1-Amazonian ways of understanding the world and self explore the blurring between human and animal which the West has recently turned to - extending the rights of humans onto animals
2-Amazonian understandings of the human as distinct has not always existed, and dehumanization has been a political goal such as during colinization saying Indians were not humans.
The englightenment created a rational world view which created a collective humanity laying the groundwork for modernist world view. This world view is focused around an empirical epistimology and sees the self as a Cartesian subject who knows and then acts upon the world. Thus he asks if the post-human is around the corner. As we become technological subjects and disembodied through cyber relationships.
"The post-human condition then is a reconfiguration, rather than erasure, of embodiment; however it is a reconfiguration in which the human subject emerges episodically, almost as a cipher for a form of subjectivity rather than functioning as the boundary of, or necessary condition for, the experience of being human. One of the most dynamic cultural fields for this unfolding process is cyber-space." (Whitehead 24)

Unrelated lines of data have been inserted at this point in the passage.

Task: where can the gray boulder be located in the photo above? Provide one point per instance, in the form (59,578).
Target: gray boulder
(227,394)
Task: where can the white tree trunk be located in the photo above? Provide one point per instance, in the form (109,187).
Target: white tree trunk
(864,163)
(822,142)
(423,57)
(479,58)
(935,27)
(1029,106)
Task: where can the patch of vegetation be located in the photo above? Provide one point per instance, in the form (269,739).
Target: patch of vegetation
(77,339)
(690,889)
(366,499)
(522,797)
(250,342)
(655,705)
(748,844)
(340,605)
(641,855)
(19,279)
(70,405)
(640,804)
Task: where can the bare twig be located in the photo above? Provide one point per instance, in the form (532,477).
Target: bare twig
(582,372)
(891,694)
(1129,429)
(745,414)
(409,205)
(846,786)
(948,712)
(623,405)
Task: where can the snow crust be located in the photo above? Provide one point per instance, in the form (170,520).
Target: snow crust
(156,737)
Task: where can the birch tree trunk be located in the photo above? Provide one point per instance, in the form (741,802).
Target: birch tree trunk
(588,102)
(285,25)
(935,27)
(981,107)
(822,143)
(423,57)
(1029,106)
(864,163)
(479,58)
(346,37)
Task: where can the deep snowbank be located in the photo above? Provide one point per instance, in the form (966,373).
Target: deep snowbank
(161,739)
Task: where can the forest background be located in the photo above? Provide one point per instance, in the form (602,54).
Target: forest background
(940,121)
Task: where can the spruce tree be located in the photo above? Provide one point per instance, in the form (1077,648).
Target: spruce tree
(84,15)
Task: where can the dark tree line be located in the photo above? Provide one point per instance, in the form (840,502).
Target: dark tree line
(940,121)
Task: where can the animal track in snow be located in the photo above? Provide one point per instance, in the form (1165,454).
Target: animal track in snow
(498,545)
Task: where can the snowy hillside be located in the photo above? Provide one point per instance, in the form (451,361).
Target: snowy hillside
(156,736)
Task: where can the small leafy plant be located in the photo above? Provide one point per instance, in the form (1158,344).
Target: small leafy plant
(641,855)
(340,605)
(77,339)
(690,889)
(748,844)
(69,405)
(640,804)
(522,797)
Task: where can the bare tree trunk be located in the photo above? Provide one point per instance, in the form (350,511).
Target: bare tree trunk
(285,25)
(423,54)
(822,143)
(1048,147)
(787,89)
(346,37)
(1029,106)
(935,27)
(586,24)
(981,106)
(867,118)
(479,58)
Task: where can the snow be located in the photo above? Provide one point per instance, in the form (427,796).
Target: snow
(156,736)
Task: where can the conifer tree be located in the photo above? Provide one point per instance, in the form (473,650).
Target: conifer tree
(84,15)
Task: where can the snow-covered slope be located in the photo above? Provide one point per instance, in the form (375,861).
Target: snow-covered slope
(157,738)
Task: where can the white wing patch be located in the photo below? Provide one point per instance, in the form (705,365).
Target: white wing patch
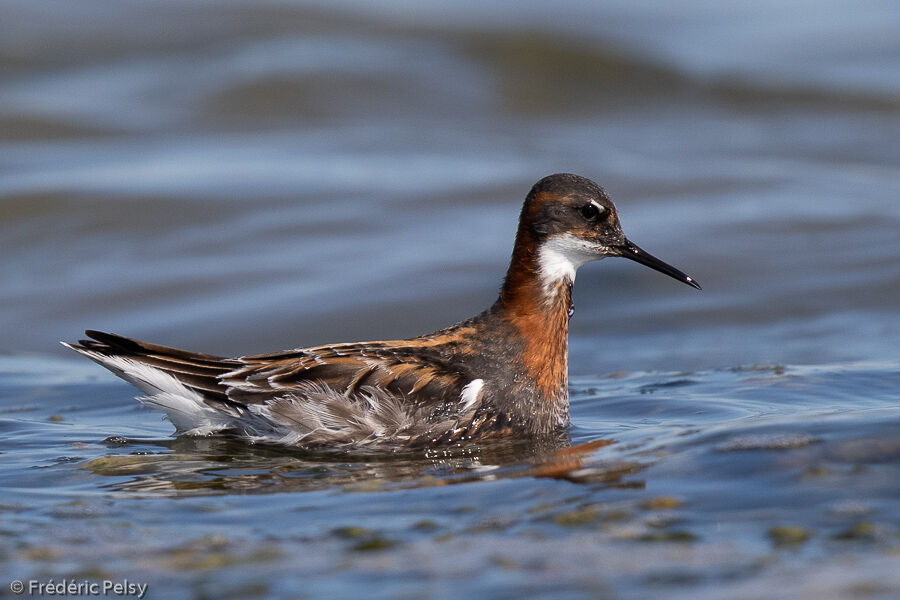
(471,394)
(184,407)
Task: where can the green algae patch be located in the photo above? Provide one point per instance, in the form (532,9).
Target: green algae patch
(789,535)
(680,536)
(577,518)
(662,503)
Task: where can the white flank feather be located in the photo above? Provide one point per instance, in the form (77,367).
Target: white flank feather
(471,394)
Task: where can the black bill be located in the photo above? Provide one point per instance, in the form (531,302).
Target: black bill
(629,250)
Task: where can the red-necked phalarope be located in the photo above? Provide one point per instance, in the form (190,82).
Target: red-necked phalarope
(500,373)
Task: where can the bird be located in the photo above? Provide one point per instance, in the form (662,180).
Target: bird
(501,374)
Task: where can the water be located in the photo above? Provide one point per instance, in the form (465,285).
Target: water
(237,177)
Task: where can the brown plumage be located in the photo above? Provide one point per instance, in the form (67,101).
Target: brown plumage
(501,372)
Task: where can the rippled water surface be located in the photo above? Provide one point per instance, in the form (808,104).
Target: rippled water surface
(237,177)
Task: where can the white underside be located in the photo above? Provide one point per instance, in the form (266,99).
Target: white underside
(307,414)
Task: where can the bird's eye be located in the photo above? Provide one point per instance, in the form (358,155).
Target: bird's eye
(590,211)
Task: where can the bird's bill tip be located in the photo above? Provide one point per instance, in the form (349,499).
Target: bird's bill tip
(636,253)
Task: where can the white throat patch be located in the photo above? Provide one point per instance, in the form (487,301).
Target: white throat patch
(561,255)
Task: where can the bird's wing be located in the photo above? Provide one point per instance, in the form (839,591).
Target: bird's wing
(411,369)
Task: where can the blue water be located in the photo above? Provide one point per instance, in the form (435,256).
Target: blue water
(236,177)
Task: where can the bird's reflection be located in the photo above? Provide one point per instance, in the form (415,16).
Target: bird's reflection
(219,465)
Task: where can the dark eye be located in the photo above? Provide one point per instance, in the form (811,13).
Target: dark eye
(590,211)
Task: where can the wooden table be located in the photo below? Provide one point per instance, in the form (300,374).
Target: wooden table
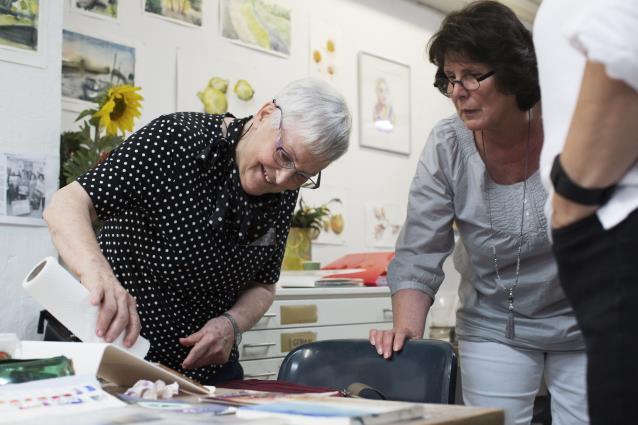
(443,414)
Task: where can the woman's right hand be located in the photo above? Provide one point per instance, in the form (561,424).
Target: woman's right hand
(388,341)
(117,308)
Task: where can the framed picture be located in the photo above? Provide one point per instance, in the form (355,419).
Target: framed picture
(91,65)
(383,223)
(30,180)
(259,24)
(103,9)
(384,104)
(23,32)
(180,12)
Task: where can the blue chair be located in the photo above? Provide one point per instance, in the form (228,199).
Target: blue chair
(424,371)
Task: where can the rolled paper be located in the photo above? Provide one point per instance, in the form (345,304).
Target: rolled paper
(59,292)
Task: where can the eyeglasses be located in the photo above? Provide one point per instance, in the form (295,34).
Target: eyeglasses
(284,159)
(468,82)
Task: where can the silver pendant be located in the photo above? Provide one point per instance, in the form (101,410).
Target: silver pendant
(509,328)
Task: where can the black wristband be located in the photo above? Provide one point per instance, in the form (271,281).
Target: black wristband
(236,330)
(575,193)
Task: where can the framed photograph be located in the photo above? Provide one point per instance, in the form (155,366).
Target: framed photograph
(384,104)
(23,32)
(187,13)
(91,65)
(100,9)
(259,24)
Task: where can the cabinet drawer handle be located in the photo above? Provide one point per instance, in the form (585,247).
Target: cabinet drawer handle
(260,375)
(260,344)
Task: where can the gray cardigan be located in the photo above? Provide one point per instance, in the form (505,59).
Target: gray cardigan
(450,184)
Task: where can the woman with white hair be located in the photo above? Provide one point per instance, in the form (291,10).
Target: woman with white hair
(196,211)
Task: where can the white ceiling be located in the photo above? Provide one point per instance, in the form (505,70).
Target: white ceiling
(525,9)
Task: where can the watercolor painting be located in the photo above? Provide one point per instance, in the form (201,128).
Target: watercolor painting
(384,104)
(383,223)
(91,65)
(19,24)
(187,12)
(259,24)
(326,47)
(335,226)
(96,8)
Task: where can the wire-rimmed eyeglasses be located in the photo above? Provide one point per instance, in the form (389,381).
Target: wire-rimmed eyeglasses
(285,160)
(468,82)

---What it appears is needed now as we enter a post-human stage is "enscapulation of the human spark" ----What is the spark that can realize our desires in order to understand and positively use them to engage in creating a post-human future where the individual is an active creator? I see his project as well as ours as taking something that is deemed 'bad' by a superficial glance through engaging the medium - YouTube - Blogs- Etc. In order to write about the process of realizing our own desire, our desire to create something new - something positive -something empowering - this requires both production and realization of our own desires.
Performative Ethnography - moving the method from "discreet" performance Whitehead is addressing the idea of ethnography as cultural tourism.